Trench foot

It’s rained non-stop again. And the camp is flooded.

This time people have made attempts to prevent flooding of their homes, some more successful than others. 

We hear of two blind neighbours, a man and a woman, whose homes have been flooded. We try to locate them with a plan to have them moved to a drier part of the camp. This means wading into the deeper water. And of course the water enters my gumboots. Ivan has done this repeatedly over the past few days and now thinks he has trench foot! Tango David and Outreach David (our nicknames to distinguish the two Davids) lead us to the homes and they are indeed flooded, but empty. Neighbours tell us they’re at the food distribution so the two David’s go off in search of them.

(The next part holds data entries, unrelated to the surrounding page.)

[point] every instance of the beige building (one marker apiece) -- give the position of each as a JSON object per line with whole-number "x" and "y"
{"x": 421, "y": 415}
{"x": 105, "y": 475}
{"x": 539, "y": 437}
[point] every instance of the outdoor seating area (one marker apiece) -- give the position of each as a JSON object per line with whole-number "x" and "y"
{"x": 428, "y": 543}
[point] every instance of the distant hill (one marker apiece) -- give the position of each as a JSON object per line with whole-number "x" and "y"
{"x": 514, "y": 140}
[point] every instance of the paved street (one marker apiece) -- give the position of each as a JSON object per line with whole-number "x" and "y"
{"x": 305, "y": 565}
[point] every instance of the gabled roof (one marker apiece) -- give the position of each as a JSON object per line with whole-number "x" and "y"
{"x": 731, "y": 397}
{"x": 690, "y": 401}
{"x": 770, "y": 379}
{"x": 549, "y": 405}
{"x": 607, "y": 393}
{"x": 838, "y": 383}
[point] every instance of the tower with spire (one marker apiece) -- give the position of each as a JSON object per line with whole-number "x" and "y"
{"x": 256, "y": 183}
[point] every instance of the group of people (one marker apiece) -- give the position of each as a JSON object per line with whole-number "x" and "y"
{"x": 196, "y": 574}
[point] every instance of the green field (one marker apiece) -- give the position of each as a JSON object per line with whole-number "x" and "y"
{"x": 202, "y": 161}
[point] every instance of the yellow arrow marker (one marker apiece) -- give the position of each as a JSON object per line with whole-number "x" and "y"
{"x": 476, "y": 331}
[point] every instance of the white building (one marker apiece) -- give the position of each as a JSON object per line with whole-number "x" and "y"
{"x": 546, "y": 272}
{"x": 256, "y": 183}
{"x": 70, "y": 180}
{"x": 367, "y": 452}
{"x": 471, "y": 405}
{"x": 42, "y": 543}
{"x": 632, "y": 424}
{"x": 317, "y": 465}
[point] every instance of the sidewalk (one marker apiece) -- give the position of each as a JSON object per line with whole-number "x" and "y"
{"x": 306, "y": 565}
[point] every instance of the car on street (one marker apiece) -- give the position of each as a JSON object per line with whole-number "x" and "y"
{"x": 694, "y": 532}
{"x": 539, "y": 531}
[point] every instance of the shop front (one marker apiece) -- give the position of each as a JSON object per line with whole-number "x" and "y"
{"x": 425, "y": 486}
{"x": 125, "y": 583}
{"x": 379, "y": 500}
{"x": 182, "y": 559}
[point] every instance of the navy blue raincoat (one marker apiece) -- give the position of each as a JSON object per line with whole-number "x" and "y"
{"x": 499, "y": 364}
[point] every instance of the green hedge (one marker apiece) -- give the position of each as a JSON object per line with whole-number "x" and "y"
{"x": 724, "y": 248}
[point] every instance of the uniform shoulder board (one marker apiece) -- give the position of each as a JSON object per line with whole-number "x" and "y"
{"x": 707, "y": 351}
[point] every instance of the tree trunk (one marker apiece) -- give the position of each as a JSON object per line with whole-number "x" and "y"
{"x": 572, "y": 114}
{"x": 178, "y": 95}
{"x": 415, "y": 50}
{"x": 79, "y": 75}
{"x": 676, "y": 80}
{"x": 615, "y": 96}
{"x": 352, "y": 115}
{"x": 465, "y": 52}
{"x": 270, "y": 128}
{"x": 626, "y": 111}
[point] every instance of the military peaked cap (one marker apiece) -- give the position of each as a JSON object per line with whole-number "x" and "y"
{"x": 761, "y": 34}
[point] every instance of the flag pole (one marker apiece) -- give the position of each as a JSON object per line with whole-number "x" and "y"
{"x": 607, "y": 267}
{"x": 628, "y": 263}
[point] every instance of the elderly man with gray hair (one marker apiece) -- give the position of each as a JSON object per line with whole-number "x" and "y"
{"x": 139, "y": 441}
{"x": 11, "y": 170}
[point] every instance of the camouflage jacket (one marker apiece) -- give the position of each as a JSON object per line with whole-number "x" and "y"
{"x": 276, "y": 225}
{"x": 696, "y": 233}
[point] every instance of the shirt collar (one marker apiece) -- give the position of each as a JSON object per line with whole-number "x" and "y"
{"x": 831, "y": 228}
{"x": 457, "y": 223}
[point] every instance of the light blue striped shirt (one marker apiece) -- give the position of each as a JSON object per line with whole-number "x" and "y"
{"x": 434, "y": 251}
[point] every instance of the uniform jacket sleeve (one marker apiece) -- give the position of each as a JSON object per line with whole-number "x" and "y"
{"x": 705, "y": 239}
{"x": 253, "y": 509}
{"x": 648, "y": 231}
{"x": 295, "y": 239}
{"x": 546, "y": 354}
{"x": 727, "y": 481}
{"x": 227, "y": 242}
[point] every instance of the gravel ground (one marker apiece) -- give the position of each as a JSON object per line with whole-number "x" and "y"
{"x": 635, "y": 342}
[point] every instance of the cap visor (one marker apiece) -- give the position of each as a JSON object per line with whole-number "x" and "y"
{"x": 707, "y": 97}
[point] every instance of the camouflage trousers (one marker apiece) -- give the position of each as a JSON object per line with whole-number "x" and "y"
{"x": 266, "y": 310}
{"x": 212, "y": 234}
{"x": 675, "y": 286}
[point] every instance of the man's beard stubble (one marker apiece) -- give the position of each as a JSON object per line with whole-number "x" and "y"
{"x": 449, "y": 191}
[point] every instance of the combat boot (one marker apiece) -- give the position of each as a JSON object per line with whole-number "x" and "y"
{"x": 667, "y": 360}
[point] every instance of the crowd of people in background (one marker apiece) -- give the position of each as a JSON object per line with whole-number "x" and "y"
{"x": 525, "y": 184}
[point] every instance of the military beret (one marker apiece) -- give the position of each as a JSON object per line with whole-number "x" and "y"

Meanwhile I’m helping CONCERN to count the number of shelters that have been damaged. We need an idea of how many homes need to be moved so that we can lobby for higher land. It’s interesting to see how people have attempted to stem the damage, either by digging holes within their homes or creating dams around their homes. The usual circus ensues and I have children climbing all over me shouting “Kowaya” but the people seem to appreciate that we’re not just ignoring them and we are assessing the damage. I bump into Tango David and I greet the blind woman and her grandson who he’s taking to the MSF hospital. We’re going to house them there until their new home is built. The blind man is already there, drying off.

Andrea, our anaesthetist, needs some materials for the operating theatre and we can’t wait for the next MSF flight bringing in supplies. She knows these things might be in the MSF hospital in neighbouring Bentiu town. We had been operating a project in Bentiu town for years, mainly supporting TB and HIV patients and those with kala-azar. We had to evacuate a few months ago when we heard forces were planning to take the town. Some of our national staff escaped into the bush with their patients, others stayed behind with those patients that couldn’t be moved. A total of 28 national staff and patients were killed that day and the hospital was looted.

So Andrea is going to cross the checkpoint and see if she can access the hospital. The GoSS forces let her through. Despite being located in a camp full of their opposition, MSF is impartial, and we had treated some of their soldiers when fighting broke out 3 weeks ago, so they have no problem letting us through. Andrea finds all the materials she needs. Luckily they hadn’t been taken during the looting. In fact Andrea is having a good week. One of our cleaners just named her new baby girl Andrea.

And at the end of the day I get a piece of wonderful news. The child with the red MUAC that we had tried so hard to admit during the MUAC screen has been discharged! He’s not out of the woods yet but he can continue treatment as an outpatient. The mother, originally distrustful and doubting of us, thanks MSF, the relief and happiness written all over her face.